Conselho LGBT faz denúncia ao Ministério Público após suspensão de paciente pelo Gasa

Presidente da entidade confirmou decisão, mas enalteceu auxílio oferecido pela ONG

Conselho LGBT faz denúncia ao Ministério Público após suspensão de paciente pelo Gasa

Foto: O REGIONAL - Gasa decidiu suspender atendimento a paciente após críticas ao vale-legumes

Guilherme Gandini
Editor-Chefe
Publicado em 04/12/2021

O Conselho Municipal dos Direitos LGBTs encaminhou denúncia ao Ministério Público do Estado de São Paulo (MP) sobre o caso de Sheila Souza, paciente do Gasa - Grupo de Apoio e Solidariedade ao Paciente com Aids que teve seu atendimento suspenso pela instituição. O Regional noticiou o fato com exclusividade em 14 de novembro.

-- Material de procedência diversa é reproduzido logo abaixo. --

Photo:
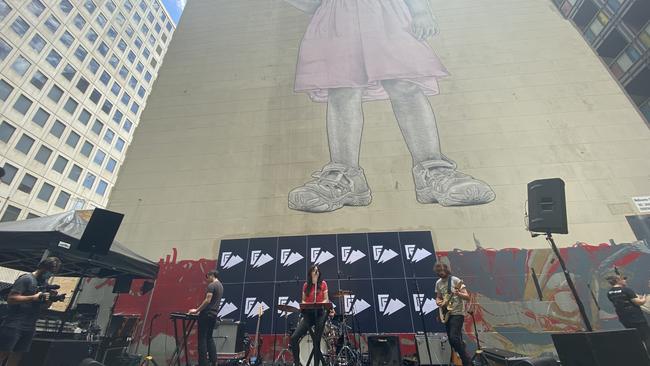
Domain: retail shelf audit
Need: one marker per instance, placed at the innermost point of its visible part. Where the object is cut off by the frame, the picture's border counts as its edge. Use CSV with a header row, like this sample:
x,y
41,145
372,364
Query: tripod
x,y
148,359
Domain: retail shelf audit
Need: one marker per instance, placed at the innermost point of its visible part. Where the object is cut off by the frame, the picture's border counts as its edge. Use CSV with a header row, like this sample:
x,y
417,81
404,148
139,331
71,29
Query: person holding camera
x,y
26,299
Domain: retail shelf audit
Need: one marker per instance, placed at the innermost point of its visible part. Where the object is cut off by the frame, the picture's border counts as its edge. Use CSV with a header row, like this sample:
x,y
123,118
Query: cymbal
x,y
288,308
341,293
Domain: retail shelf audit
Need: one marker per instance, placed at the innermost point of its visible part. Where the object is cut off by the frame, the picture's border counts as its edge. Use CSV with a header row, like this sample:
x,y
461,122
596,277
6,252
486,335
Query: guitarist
x,y
313,291
207,312
452,289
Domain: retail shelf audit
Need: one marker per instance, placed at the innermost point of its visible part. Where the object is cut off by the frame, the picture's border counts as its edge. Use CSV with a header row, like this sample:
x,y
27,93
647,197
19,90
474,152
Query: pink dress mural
x,y
364,50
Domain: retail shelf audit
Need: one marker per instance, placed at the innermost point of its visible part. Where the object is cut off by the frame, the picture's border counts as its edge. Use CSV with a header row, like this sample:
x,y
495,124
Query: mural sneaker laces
x,y
438,181
335,186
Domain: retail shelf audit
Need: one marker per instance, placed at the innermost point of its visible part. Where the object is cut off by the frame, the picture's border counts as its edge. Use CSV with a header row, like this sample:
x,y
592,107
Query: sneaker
x,y
335,186
438,181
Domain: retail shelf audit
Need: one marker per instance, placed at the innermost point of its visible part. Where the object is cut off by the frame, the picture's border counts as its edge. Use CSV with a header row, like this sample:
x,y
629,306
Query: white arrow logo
x,y
253,307
359,305
388,306
428,305
382,255
414,254
350,256
226,308
287,257
229,261
259,259
319,256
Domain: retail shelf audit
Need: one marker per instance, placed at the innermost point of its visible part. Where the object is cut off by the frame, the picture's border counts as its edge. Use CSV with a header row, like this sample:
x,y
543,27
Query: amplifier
x,y
439,347
229,336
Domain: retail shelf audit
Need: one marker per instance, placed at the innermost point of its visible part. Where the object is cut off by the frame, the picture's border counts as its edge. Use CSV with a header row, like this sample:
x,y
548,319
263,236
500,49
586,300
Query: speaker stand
x,y
567,275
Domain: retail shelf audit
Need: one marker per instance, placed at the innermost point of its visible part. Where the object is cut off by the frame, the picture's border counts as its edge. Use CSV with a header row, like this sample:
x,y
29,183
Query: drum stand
x,y
286,349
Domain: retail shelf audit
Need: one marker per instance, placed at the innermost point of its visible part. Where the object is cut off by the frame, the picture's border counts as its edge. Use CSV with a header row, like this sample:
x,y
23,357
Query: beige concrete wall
x,y
224,137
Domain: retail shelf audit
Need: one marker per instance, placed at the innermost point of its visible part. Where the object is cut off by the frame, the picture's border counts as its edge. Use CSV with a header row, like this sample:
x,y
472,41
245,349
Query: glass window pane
x,y
46,192
62,200
57,129
6,131
59,164
27,184
43,154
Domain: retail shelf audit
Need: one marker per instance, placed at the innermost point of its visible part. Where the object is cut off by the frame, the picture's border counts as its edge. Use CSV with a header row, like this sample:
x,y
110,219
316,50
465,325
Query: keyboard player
x,y
313,291
207,312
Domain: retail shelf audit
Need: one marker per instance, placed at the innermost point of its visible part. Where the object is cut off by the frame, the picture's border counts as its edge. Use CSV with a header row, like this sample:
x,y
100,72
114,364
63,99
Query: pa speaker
x,y
100,232
606,348
384,350
547,206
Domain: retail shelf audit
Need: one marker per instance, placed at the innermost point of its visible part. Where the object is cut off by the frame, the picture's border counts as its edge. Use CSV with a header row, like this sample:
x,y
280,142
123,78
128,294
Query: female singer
x,y
313,291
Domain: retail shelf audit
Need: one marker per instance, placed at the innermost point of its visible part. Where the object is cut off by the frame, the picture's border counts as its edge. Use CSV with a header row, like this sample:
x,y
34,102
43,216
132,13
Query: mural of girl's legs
x,y
436,178
341,182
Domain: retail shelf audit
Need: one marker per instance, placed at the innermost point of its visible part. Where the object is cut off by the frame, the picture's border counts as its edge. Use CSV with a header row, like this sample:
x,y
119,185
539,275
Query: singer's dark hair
x,y
309,281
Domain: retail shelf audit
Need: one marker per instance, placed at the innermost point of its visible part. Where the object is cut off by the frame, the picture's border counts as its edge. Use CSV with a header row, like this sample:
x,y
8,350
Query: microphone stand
x,y
424,323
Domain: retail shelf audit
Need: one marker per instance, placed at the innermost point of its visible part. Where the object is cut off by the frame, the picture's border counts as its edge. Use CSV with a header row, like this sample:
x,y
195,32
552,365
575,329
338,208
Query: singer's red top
x,y
320,296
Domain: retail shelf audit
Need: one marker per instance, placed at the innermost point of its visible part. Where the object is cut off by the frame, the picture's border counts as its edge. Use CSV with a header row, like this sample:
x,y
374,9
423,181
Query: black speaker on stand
x,y
384,350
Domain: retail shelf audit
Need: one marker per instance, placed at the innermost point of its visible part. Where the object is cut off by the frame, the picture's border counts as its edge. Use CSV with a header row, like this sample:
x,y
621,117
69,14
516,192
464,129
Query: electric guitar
x,y
255,358
448,302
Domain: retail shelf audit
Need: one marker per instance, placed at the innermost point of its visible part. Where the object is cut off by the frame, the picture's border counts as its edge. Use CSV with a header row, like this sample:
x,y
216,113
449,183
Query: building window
x,y
97,128
84,116
95,96
5,90
55,93
24,144
71,105
82,85
43,154
27,184
90,6
6,131
22,104
20,26
36,7
73,139
10,214
87,149
10,174
75,173
89,181
79,22
62,200
57,129
109,135
81,53
40,117
53,58
93,66
21,65
46,192
91,36
119,144
5,49
37,43
65,6
101,188
59,164
67,39
38,80
110,166
68,72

A denúncia de Sheila foi registrada na Casa dos Conselhos, depois de ser instruída pelo Conselho Municipal de Saúde, que também conduz apuração paralela sobre o impasse.

De acordo com Rafael Abrão, presidente do Conselho LGBT, sem conseguir contato com a presidente do Gasa, Gisela Silva Bucchianeri, o órgão recebeu manifestação do advogado da ONG via e-mail. “Depois de receber o e-mail, realizamos reunião do Conselho e ele foi convidado a estar presente no dia e hora marcados, publicado no Diário Oficial, mas não compareceu”, conta.

Diante da ausência do representante da instituição social, o Conselho LGBT deliberou em reunião, conforme registrado em ata, que o caso seria encaminhado para o Ministério Público para ser apurado.

“Após esse meio tempo, a Sheila recebeu uma notificação de suspensão do Gasa, sendo afastada por 1 ano do local, sem direito a cesta e ao vale-legumes que recebia. O conselho encaminhou todos esses documentos ao Ministério Público e também para a Coordenadoria da Diversidade Sexual de SP para ser averiguado e resolvido esse caso”, completa.

A suspensão citada por Abrão consta em ofício do Gasa, datado de 17 de novembro e encaminhado para a residência de Sheila, classificando-a como “associada” e não paciente.

No documento, o Gasa informa que por decisão unânime de sua Diretoria Executiva e “ante à gravidade dos atos praticados” por Sheila e seu companheiro, seria aplicada a eles pena de “suspensão por 12 meses da frequência e participação das atividades da entidade, bem como do recebimento da cesta básica, vale-legumes e qualquer outro benefício concedido aos atendidos”.

RELEMBRE

Sheila Souza foi barrada pelo Gasa, no início do mês de novembro, depois de criticar as regras para uso do vale-legumes. Ela teria se manifestado de forma acintosa no varejão que mantém parceria com a entidade e reclamado dos valores dos produtos no local.

Em entrevista ao Jornal O Regional, Sheila Souza disse reivindicar que os pacientes possam retirar os produtos em outros pontos comerciais. Para impedir seu acesso, o Gasa teve apoio da Guarda Civil Municipal (GCM), que ficou postada em frente à sede da organização social.

Questionada, a presidente do Gasa, Gisela Silva Bucchianeri, confirmou o afastamento da paciente e disse que o estabelecimento comercial chegou a suspender o benefício aos demais. A gestora afirmou que Sheila tentou comprar produtos que não fazem parte do auxílio.

Ao longo mês, Sheila chegou a receber a cesta básica mensal, e depois foi notificada via ofício sobre seu afastamento temporário por um ano. A penalidade, segundo o Gasa, valerá de 1º de dezembro de 2021 a 30 de novembro de 2022. A paciente frequenta a ONG há 20 anos.

RESPOSTA

O Jornal O Regional solicitou manifestação do Gasa sobre o encaminhamento de denúncia ao Ministério Público pelo Conselho Municipal dos Direitos LGBTs. A resposta foi recebida em nota: “O Gasa informa que não tem conhecimento de nenhuma denúncia”.